A drug first developed at Ohio University to block the growth‑hormone receptor made tough‑to‑treat lung cancer cells much more vulnerable to standard chemotherapy in lab experiments, researchers report. In tests on human and mouse non‑small‑cell lung cancer cells, the growth‑hormone‑receptor blocker pegvisomant, sold as Somavert, boosted chemo‑induced cell death and cut the dose of cisplatin and doxorubicin needed to knock back tumors. The work points to a possible new use for an FDA‑approved medicine, but the team is clear that everything so far is preclinical and strictly in the lab.
GHR levels tied to shorter survival in patient data
The researchers dug into tumor datasets, including The Cancer Genome Atlas, and found a stark pattern. Patients whose tumors showed high levels of the growth‑hormone receptor (GHR) lived about 36 to 40 months, compared with roughly 66 months for those with low‑GHR tumors, according to the International Journal of Molecular Sciences. The study reports that high GHR expression tracks with increased activity of ABC drug‑efflux transporters and activation of epithelial‑to‑mesenchymal transition programs that are linked to chemotherapy resistance. Taken together, that biology offers a clear rationale for testing whether blocking growth‑hormone signaling can restore tumors’ sensitivity to chemo.
Pegvisomant restores chemo sensitivity in lab tests
In cell‑based assays, the team treated chemotherapy‑resistant lung cancer lines with pegvisomant plus standard drugs and saw more cell death and fewer signs of invasive behavior, according to Ohio University. “By blocking the growth hormone receptor, we may be able to improve the effectiveness of existing treatments,” Kopchick said in a statement to the university. It is a simple idea on paper: switch off the receptor and make the old standbys hit harder.
Drug cut chemo doses and tamed drug‑pump proteins
The published paper notes that adding pegvisomant to cisplatin or doxorubicin lowered the drugs’ IC50 values in several lung cancer cell lines, in some cases by several fold, and also dampened the ABC transporters that normally pump chemotherapy agents out of tumor cells, according to the International Journal of Molecular Sciences. Cleveland.com carried a summary of the work and the team’s comments. The scientists stress that making cancer cells more sensitive in a dish does not automatically translate into better outcomes for real patients without supportive animal studies and clinical trials.

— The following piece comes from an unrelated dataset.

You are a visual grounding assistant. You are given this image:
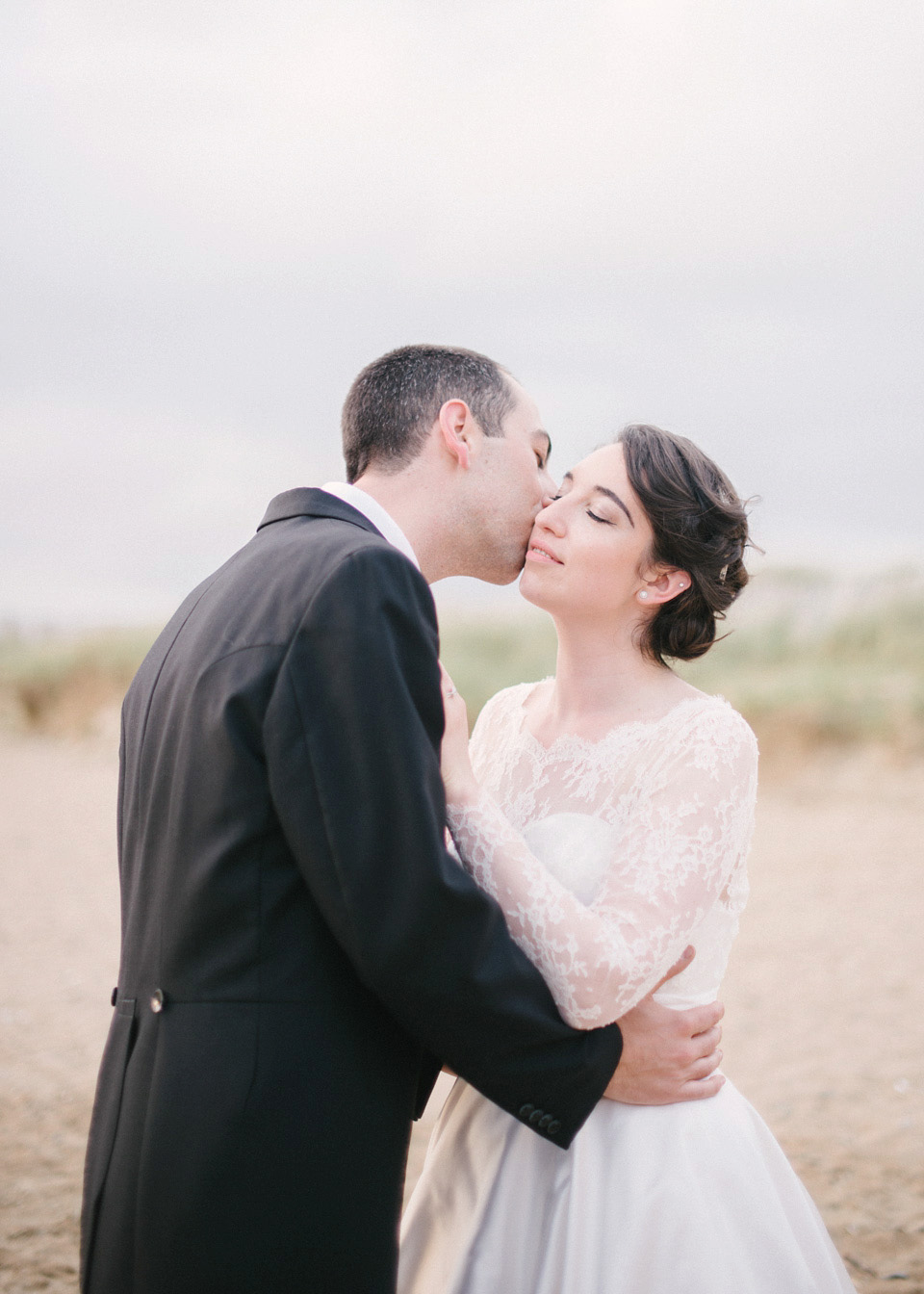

Next steps: mice, safety checks and trials
Ohio University says the group will move next to testing lung cancer cells in mice and expanding animal work that could eventually support clinical studies if the results hold up. Both the university’s news release and the journal article underscore that careful safety and dosing work, followed by rigorously designed human trials, must come before oncologists even think about using pegvisomant off‑label for lung cancer. For now, this is an intriguing lab result, not a new standard of care.
About pegvisomant and practical limits
Pegvisomant grew out of work led by Kopchick and collaborators and has been profiled extensively in the scientific literature; a review of its discovery and mechanism appears on PubMed. Marketed as Somavert, it already has FDA approval for treating acromegaly and comes with monitoring requirements, including liver‑function tests and glucose checks, as detailed in the FDA label. That regulatory track record makes pegvisomant an appealing repurposing candidate, but any move into oncology would still require close attention to dose, drug interactions and long‑term safety.
National and local outlets have picked up the story; Cleveland.com offers a lay summary along with comments from the researchers. For patients and families watching from the sidelines, the takeaway is cautious optimism. The strategy works in the lab, now it has to prove itself in animals and, if it makes it that far, in carefully controlled human trials before anyone can say whether it truly improves lung cancer outcomes.